VS: BP 138/74, P 58, T 36.7 °C (98.1 °F), RR 20, SpO2 100%

 

Physical exam revealed an abdomen that was soft and non-distended. There was mild tenderness in the RUQ. Murphy’s sign was absent.

 

The ED team taking care of him decided to do a point-of-care RUQ ultrasound and obtained laboratory tests. The BSUS can be seen below:

 

 

You can see that the GB is not filled with anechoic fluid like normal. The GB appears to be hyperechoic compared to the liver. Also, please note the edge artifact seen on the lateral edges of the GB.

 

Here is a measurement of the GB wall:

Screen Shot 2015-04-05 at 5.48.14 PM

It was 2.2 mm, which is normal.
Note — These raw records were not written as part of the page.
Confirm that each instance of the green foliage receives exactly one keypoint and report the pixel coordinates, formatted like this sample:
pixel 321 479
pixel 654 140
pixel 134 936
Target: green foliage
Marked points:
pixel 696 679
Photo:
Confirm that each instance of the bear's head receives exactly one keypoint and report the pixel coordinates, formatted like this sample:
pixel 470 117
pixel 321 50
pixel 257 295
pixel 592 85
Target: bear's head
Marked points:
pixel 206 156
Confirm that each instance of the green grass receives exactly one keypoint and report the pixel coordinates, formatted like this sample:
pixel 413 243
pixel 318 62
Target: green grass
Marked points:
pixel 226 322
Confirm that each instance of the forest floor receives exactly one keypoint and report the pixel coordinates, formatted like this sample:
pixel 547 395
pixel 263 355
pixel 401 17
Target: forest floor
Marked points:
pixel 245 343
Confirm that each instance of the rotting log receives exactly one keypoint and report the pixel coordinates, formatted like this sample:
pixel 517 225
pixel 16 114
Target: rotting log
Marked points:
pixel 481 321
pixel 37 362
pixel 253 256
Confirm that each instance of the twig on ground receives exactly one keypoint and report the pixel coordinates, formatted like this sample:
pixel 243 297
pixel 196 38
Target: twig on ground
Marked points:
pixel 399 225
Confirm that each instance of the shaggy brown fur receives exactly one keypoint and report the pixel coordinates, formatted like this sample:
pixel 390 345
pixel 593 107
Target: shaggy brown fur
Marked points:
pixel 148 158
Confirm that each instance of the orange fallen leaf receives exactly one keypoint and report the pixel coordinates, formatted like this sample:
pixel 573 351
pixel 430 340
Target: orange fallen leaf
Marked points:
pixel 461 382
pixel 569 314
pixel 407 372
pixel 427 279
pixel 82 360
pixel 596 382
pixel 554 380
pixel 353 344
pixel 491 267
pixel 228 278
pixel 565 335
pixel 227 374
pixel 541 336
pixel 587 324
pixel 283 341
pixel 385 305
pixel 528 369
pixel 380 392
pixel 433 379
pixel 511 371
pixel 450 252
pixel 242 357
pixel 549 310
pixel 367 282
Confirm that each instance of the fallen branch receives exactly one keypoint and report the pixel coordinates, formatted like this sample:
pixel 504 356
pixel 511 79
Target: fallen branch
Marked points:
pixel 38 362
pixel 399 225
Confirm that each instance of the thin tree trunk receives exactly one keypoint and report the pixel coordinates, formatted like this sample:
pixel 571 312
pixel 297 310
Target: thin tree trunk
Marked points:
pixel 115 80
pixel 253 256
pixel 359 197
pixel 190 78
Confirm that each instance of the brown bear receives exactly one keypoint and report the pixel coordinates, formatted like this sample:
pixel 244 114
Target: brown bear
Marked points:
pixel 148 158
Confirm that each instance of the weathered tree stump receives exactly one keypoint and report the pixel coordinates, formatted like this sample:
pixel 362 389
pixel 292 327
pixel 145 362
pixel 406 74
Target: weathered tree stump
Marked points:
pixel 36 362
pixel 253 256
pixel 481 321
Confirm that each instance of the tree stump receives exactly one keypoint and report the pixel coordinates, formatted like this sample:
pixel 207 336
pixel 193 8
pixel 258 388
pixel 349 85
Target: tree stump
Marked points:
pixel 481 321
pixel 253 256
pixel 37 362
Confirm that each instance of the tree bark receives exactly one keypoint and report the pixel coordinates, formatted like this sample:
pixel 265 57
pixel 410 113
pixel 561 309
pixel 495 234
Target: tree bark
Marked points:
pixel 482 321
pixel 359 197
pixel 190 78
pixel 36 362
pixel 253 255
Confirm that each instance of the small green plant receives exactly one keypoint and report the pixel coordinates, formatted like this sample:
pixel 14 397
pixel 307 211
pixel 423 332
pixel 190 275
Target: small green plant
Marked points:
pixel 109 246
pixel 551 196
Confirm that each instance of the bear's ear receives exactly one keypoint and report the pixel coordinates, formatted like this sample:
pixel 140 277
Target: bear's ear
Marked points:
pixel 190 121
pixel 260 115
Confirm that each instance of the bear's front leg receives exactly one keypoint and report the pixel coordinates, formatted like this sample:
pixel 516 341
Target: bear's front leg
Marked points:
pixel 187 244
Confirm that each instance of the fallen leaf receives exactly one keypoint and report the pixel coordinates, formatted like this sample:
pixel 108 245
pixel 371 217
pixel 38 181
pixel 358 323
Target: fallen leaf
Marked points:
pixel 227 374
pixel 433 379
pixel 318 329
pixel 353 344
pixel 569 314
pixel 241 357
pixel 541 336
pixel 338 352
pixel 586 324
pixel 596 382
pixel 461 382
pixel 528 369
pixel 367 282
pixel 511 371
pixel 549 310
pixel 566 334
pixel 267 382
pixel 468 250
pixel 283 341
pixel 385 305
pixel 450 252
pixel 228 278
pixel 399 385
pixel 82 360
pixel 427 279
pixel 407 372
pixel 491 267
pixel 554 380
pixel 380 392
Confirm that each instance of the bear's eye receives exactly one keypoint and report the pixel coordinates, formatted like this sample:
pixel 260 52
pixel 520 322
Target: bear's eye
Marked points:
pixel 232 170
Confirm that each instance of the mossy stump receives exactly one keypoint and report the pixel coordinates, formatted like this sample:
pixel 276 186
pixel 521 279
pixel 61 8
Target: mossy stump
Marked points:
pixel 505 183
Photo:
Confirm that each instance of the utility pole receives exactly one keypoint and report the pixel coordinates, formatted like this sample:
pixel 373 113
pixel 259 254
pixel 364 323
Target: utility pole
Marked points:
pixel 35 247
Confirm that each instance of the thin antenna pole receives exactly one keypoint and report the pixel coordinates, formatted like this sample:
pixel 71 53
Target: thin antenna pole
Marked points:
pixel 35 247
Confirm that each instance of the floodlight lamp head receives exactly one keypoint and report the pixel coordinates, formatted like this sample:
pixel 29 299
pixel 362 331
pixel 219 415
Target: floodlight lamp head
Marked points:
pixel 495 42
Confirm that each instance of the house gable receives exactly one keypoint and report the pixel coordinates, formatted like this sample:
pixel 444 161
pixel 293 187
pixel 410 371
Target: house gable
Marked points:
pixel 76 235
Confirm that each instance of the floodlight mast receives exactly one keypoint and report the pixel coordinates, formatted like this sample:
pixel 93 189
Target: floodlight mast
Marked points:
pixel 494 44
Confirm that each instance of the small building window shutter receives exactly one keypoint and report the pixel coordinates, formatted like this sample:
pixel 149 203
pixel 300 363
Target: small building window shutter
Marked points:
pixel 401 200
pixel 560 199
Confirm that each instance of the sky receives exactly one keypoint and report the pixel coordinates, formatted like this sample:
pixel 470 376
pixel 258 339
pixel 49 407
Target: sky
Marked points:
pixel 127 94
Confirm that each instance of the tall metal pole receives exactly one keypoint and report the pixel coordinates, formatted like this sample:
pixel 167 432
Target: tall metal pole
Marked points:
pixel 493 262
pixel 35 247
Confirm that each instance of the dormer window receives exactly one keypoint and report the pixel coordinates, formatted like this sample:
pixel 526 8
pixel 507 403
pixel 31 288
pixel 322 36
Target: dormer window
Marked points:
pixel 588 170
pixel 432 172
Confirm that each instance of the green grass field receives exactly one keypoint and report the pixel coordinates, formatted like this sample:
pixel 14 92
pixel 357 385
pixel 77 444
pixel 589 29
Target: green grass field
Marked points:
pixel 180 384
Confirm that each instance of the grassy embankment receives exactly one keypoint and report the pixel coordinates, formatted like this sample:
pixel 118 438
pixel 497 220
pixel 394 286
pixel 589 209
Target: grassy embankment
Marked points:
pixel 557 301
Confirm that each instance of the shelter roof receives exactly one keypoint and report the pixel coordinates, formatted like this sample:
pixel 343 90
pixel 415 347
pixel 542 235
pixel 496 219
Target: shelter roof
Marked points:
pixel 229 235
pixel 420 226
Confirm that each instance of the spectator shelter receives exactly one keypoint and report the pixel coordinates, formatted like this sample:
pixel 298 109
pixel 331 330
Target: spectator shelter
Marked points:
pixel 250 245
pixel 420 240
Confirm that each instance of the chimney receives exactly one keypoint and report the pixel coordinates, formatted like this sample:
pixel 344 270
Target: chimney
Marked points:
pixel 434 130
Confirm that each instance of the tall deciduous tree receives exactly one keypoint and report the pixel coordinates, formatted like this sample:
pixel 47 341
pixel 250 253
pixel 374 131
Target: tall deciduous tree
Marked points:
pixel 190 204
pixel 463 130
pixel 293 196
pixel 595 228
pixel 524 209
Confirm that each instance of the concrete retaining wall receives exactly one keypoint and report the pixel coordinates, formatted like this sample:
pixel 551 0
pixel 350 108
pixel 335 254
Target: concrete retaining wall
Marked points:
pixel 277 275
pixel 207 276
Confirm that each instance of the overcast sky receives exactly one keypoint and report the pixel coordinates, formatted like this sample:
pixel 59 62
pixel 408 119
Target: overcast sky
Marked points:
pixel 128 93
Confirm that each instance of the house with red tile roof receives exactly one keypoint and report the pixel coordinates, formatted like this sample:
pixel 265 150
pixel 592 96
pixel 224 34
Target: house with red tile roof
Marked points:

A normal GB wall is less than or equal to 3 mm.

 

Here is a measurement of the common bile duct:

Screen Shot 2015-04-05 at 5.47.01 PM

It measures 9.7 mm, which is enlarged. A normal CBD should be less than or equal to 6-7 mm.

 

WBC count was 3.4. Lipase and LFTs were normal.

 

What do you make of all these results?

 

We thought that the GB was sludge-filled because either a stone or stenosis was blocking the outflow of bile. There was no evidence of GB wall thickening, pericholecystic fluid, or a positive sonographic Murphy’s sign. Given the lack of these things, it was felt that the patient did not have cholecystitis currently, but it was believed that if his GB were not taken out, he would inevitably develop cholecystitis.

 

He was admitted to surgery and underwent an uneventful cholecystectomy. The surgeons noted a stone lodged in the neck of the gallbladder. Given the CBD dilation, an intraoperative cholangiogram was also performed. There was no stone or stenosis present.

 

Bottom Line: 

  1. A normal GB wall is less than or equal to 3 mm.
  2. A normal CBD is less than or equal to 6-7 mm.
  3. Bedside RUQ ultrasound can rapidly aid in the diagnosis of a vast array of hepatobiliary pathology.